When we first meet Scout, we see that she is a tough little girl, a veritable tomboy. In the beginning of chapter three, she is beating up Walter Cunningham. She would have continued, had Jem not broken up the fight. Even later in the book, there were times when Scout wanted to beat up other boys, but Atticus forbid her after this incident.
Catching Walter Cunningham in the schoolyard gave me some pleasure, but when I was rubbing his nose in the dirt Jem came by and told me to stop. “You’re bigger’n he is,” he said.
Scout is also curious.
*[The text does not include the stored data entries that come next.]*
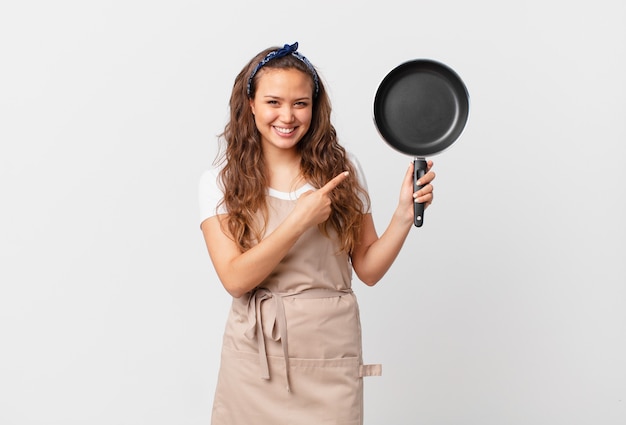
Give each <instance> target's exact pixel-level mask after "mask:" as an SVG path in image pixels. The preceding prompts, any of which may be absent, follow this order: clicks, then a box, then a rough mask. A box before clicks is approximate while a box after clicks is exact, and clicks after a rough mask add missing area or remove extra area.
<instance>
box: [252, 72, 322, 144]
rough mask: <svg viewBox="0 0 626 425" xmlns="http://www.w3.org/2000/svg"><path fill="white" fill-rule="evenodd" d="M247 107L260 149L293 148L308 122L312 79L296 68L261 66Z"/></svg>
mask: <svg viewBox="0 0 626 425" xmlns="http://www.w3.org/2000/svg"><path fill="white" fill-rule="evenodd" d="M261 72H262V74H260V75H259V76H258V81H257V83H256V84H257V85H256V92H255V96H254V99H251V100H250V108H251V109H252V113H253V114H254V121H255V123H256V127H257V129H258V130H259V133H260V134H261V143H262V145H263V150H264V151H265V152H268V151H269V150H295V146H296V145H297V144H298V142H299V141H300V139H302V137H303V136H304V135H305V134H306V132H307V131H308V130H309V127H310V126H311V117H312V115H313V81H312V80H311V77H310V76H309V75H307V74H305V73H304V72H302V71H299V70H297V69H291V68H289V69H282V68H265V69H263V70H262V71H261Z"/></svg>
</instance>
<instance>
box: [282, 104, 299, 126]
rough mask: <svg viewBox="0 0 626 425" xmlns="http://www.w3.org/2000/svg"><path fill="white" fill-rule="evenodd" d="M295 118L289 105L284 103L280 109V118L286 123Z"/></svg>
mask: <svg viewBox="0 0 626 425" xmlns="http://www.w3.org/2000/svg"><path fill="white" fill-rule="evenodd" d="M295 119H296V117H295V115H294V113H293V108H292V107H291V105H285V106H283V107H282V108H281V109H280V120H281V121H282V122H284V123H286V124H288V123H292V122H294V120H295Z"/></svg>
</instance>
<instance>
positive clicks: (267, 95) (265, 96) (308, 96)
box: [263, 94, 311, 101]
mask: <svg viewBox="0 0 626 425" xmlns="http://www.w3.org/2000/svg"><path fill="white" fill-rule="evenodd" d="M263 97H264V98H270V99H278V100H284V98H282V97H280V96H276V95H273V94H266V95H264V96H263ZM298 100H311V96H303V97H298V98H296V99H294V101H298Z"/></svg>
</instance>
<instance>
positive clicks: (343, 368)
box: [211, 196, 381, 425]
mask: <svg viewBox="0 0 626 425" xmlns="http://www.w3.org/2000/svg"><path fill="white" fill-rule="evenodd" d="M268 204H269V215H270V217H269V222H268V226H267V231H266V235H268V234H270V233H271V232H272V231H273V230H274V229H275V228H276V226H277V225H278V224H279V223H280V222H282V221H283V220H284V218H285V217H286V216H287V215H288V214H289V212H290V211H291V210H292V209H293V207H294V205H295V201H292V200H285V199H279V198H276V197H270V196H268ZM337 252H338V245H337V243H336V238H333V239H329V238H327V237H325V236H324V235H322V234H321V233H320V231H319V230H318V229H317V227H315V228H311V229H309V230H308V231H307V232H306V233H305V234H303V235H302V236H301V237H300V239H299V240H298V242H297V243H296V244H295V245H294V247H293V248H292V249H291V250H290V251H289V253H288V254H287V255H286V256H285V258H284V259H283V261H282V262H281V263H280V264H279V265H278V266H277V267H276V269H275V270H274V271H273V272H272V274H271V275H270V276H269V277H268V278H267V279H266V280H265V281H264V282H263V283H262V284H261V285H259V287H258V288H257V289H256V290H254V291H252V292H250V293H248V294H246V295H245V296H243V297H241V298H234V299H233V303H232V308H231V311H230V314H229V317H228V320H227V323H226V330H225V332H224V339H223V347H222V358H221V365H220V372H219V376H218V383H217V389H216V392H215V399H214V403H213V414H212V419H211V424H212V425H331V424H332V425H340V424H341V425H361V424H363V377H364V376H369V375H380V373H381V367H380V365H364V364H363V361H362V353H361V324H360V318H359V309H358V304H357V300H356V297H355V295H354V294H353V292H352V289H351V279H352V268H351V265H350V262H349V258H348V256H347V255H346V254H344V253H339V254H338V253H337Z"/></svg>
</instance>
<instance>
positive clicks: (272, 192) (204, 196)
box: [198, 152, 371, 223]
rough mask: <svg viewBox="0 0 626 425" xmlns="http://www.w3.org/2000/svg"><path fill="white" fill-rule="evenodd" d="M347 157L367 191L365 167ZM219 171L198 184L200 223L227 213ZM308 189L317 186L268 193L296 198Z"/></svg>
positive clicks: (360, 180)
mask: <svg viewBox="0 0 626 425" xmlns="http://www.w3.org/2000/svg"><path fill="white" fill-rule="evenodd" d="M347 157H348V160H349V161H350V162H351V163H352V165H353V166H354V169H355V172H356V174H357V179H358V180H359V183H360V184H361V186H362V187H363V188H364V189H365V190H366V191H367V181H366V179H365V174H364V173H363V169H362V168H361V164H360V163H359V161H358V159H357V158H356V157H355V156H354V155H353V154H351V153H350V152H347ZM219 172H220V168H219V167H213V168H210V169H208V170H206V171H204V172H203V173H202V175H201V176H200V182H199V184H198V201H199V204H200V223H202V222H203V221H204V220H206V219H207V218H209V217H213V216H214V215H216V214H226V213H227V210H226V207H225V206H224V205H220V206H219V208H218V203H219V202H220V201H221V200H222V199H223V197H224V188H223V186H222V183H221V181H220V178H219ZM308 190H315V188H314V187H313V186H311V185H310V184H308V183H307V184H305V185H304V186H302V187H300V188H299V189H297V190H296V191H294V192H280V191H278V190H275V189H272V188H269V189H268V194H269V196H273V197H275V198H280V199H287V200H296V199H298V197H299V196H300V195H301V194H303V193H304V192H306V191H308ZM361 200H362V201H363V204H364V205H365V212H366V213H369V212H370V211H371V205H369V203H366V200H365V199H363V198H362V199H361Z"/></svg>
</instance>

She has many questions, such as when she asks Calpurnia about what rape is.
By the end of the book, Scout matures greatly. In a conversation with Atticus, she says something profound. In fact, she even leads Atticus, when she makes the connection that Boo Radley is a mockingbird figure. Here is what the text says:
Atticus sat looking at the floor for a long time. Finally he raised his head. “Scout,” he said, “Mr. Ewell fell on his knife. Can you possibly understand?
Atticus looked like he needed cheering up. I ran to him and hugged him and kissed him with all my might. “Yes sir, I understand,” I reassured him. “Mr. Tate was right."
Atticus disengaged himself and looked at me. “What do you mean?” “Well, it’d be sort of like shootin‘ a mockingbird, wouldn’t it?”